Her father, Leo, a chemical engineer, had been sent to Czernowitz from his home in Poland to oversee the building and management of a rubber factory, for which he was awarded a medal by King Carol of Romania. This medal probably saved the Roskies family, sufficiently impressing the authorities to permit them to leave Romania in June 1940.

In late fall 1940, after months of stateless wandering, Ruth, then four years old, her older brother, and parents reached Montreal. Leo joined his three brothers in the textile mill they had bought the year before. His father and sister, who stayed in Europe, perished, as did all but one of Masha's large family.
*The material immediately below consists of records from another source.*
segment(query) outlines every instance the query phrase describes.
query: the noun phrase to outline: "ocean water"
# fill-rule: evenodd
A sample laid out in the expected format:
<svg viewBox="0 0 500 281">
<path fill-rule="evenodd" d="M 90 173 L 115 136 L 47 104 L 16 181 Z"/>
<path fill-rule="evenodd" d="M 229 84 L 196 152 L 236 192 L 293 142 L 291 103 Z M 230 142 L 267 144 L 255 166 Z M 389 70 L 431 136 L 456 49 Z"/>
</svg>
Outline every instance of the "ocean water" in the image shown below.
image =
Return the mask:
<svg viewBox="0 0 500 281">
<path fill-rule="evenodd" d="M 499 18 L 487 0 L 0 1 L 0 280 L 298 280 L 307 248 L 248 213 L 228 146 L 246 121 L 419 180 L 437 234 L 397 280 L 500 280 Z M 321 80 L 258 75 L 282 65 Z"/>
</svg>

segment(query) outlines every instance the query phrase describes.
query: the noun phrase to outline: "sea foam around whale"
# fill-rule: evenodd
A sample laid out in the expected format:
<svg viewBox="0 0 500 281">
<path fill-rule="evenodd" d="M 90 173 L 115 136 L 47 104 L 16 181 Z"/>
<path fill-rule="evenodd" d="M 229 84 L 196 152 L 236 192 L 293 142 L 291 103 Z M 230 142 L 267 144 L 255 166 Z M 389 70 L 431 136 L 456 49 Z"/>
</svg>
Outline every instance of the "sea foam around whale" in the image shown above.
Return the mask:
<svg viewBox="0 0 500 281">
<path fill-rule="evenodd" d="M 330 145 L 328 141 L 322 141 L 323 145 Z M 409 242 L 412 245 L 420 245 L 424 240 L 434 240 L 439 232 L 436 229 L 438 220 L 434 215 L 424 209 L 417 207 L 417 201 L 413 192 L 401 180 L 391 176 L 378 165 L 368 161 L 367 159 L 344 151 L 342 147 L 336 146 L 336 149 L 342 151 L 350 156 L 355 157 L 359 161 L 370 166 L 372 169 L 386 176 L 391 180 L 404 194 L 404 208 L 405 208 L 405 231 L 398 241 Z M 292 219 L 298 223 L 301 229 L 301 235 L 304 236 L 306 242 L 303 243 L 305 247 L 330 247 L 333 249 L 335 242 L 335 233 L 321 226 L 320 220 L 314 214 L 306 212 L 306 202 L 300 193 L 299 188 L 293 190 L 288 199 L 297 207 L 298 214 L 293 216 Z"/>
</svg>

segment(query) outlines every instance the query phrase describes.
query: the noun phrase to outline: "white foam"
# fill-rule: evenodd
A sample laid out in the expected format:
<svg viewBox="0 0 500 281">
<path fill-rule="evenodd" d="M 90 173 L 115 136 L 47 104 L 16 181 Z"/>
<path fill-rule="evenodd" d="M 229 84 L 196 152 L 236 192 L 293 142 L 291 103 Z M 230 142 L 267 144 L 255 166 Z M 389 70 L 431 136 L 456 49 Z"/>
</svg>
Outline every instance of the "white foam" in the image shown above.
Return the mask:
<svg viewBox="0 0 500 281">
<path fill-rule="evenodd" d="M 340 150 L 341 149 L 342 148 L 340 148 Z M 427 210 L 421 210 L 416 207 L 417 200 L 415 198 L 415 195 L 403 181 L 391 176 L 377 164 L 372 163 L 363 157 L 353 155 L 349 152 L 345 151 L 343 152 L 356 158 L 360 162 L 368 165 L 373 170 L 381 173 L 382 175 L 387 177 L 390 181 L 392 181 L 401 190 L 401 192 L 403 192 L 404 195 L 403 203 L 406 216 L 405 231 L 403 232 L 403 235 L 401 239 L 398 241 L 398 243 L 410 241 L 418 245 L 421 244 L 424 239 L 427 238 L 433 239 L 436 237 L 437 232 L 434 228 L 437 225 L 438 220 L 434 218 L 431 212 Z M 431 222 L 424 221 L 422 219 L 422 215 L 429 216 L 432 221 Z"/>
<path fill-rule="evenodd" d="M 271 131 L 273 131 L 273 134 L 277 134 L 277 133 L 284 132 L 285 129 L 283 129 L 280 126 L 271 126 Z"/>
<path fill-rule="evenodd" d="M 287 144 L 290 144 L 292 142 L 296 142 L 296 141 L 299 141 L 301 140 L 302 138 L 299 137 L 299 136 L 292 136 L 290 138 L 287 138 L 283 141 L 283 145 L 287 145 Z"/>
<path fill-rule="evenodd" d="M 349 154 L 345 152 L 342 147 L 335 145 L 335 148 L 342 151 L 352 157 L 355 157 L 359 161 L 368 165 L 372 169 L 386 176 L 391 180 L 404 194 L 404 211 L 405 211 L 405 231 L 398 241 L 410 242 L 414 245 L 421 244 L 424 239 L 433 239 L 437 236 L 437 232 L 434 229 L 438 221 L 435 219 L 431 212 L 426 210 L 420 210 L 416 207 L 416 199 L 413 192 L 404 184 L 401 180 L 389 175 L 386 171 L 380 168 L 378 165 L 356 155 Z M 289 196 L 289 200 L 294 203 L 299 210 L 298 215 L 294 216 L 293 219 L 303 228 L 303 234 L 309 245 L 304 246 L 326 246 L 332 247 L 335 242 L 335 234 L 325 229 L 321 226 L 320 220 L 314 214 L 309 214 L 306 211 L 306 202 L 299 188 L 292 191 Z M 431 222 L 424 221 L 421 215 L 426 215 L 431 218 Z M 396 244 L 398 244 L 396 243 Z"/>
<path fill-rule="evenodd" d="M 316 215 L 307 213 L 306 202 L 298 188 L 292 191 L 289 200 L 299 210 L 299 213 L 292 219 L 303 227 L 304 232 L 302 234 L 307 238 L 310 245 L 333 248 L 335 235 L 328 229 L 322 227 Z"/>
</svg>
The school Ruth and her by-then two brothers and sister attended--one of an entire spectrum of Jewish day schools in Montreal, ranging from Communist to Orthodox--was the Yidishe Folkshule, or Jewish People's School. The Folkshule was created with a Labor-Zionist orientation, meaning that the focus was on secularism and Israel, with equal emphasis, therefore, on Yiddish and Hebrew. For the school, as for Ruth's parents, there was no question of eliminating Yiddish from their children's education, as most North American Jews were doing, or of simply patronizing the language for sentimental reasons. Writing many years later about preparing a Yiddish anthology, Wisse pointed out:

No one who ever worked in the field of Yiddish can be unaware of the relative disrepute in which the language is held, even among some of its fluent speakers and their cultural heirs. Despite its 800 years, despite having become by 1939 the vernacular of more Jews than have ever spoken the same Jewish language at any time in history, and despite a culture that would be the envy of many a nation, Yiddish was commonly thought to be a "jargon"--a language not altogether formed, an inferior version of the more perfect German.

But at the Folkshule, writes Wisse's younger brother, David G. Roskies, professor of Jewish literature at the Jewish Theological Seminary of America, "Yiddish was a key to lebens-shteyger [folkways]...; Yiddish literature extolled the beauty of Jewish holidays...; Yiddish was symbiotically tied to Loshn koydesh [the holy tongue, Hebrew]...; Yiddish was the living link to a living people...." In the school's "total environment," which included teaching the students "to live in two Jewish languages," the children were to be conditioned "so that they couldn't live other than as Jews."